- Silver prices depreciate as a widespread selloff in financial markets reduces the metal's safe-haven appeal.
- The non-yielding Silver may strengthen as the Fed is expected to deliver a 50-basis point rate cut in September.
- San Francisco President Mary Daly noted that there is openness to the possibility of cutting rates in upcoming meetings.
Silver price (XAG/USD) remains tepid, trading around $27.20 per troy ounce during the Asian session on Tuesday. Growth concerns in the United States (US) have led to a broad selloff in financial markets, dampening the safe-haven appeal of the metal. Recent disappointing US labor market data has heightened fears that the Federal Reserve may be lagging in preventing an economic downturn.
However, the downside of non-yielding metals like Silver could be restrained due to the expectation of a 50-basis point (bps) interest rate cut by the US Federal Reserve (Fed) in September. The CME FedWatch tool shows a 74.5% probability of this rate cut at the September meeting, up sharply from the 11.4% chance reported just a week ago. Lower yields on investments could drive investors to choose assets with better returns.
According to Reuters, Federal Reserve Bank of San Francisco President Mary Daly expressed increased confidence on Monday that US inflation is moving towards the Fed's 2% target. Daly noted that “risks to the Fed's mandates are becoming more balanced and that there is openness to the possibility of cutting rates in upcoming meetings.”

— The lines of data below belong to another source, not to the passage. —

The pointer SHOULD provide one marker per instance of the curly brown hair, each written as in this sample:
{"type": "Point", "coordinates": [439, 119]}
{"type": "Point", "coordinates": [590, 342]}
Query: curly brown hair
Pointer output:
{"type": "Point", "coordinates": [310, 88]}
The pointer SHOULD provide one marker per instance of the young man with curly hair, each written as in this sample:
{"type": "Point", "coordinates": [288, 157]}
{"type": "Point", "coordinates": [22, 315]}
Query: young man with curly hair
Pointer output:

Additionally, the geopolitical tensions in the Middle East could have provided support for the safe-haven demand of Silver. Israeli airstrike hit two schools and resulting in at least 30 casualties on Sunday, according to Palestinian officials. This escalation follows a round of talks in Cairo that ended without progress, as reported by Reuters.
Israel and the United States are preparing for a potential escalation in the region following Iran and its allies, Hamas and Hezbollah, pledging retaliation against Israel for the killing of a Hamas leader.
Silver FAQs
Silver is a precious metal highly traded among investors. It has been historically used as a store of value and a medium of exchange. Although less popular than Gold, traders may turn to Silver to diversify their investment portfolio, for its intrinsic value or as a potential hedge during high-inflation periods. Investors can buy physical Silver, in coins or in bars, or trade it through vehicles such as Exchange Traded Funds, which track its price on international markets.
Silver prices can move due to a wide range of factors. Geopolitical instability or fears of a deep recession can make Silver price escalate due to its safe-haven status, although to a lesser extent than Gold's. As a yieldless asset, Silver tends to rise with lower interest rates. Its moves also depend on how the US Dollar (USD) behaves as the asset is priced in dollars (XAG/USD). A strong Dollar tends to keep the price of Silver at bay, whereas a weaker Dollar is likely to propel prices up. Other factors such as investment demand, mining supply – Silver is much more abundant than Gold – and recycling rates can also affect prices.
Silver is widely used in industry, particularly in sectors such as electronics or solar energy, as it has one of the highest electric conductivity of all metals – more than Copper and Gold. A surge in demand can increase prices, while a decline tends to lower them. Dynamics in the US, Chinese and Indian economies can also contribute to price swings: for the US and particularly China, their big industrial sectors use Silver in various processes; in India, consumers’ demand for the precious metal for jewellery also plays a key role in setting prices.
Silver prices tend to follow Gold's moves. When Gold prices rise, Silver typically follows suit, as their status as safe-haven assets is similar. The Gold/Silver ratio, which shows the number of ounces of Silver needed to equal the value of one ounce of Gold, may help to determine the relative valuation between both metals. Some investors may consider a high ratio as an indicator that Silver is undervalued, or Gold is overvalued. On the contrary, a low ratio might suggest that Gold is undervalued relative to Silver.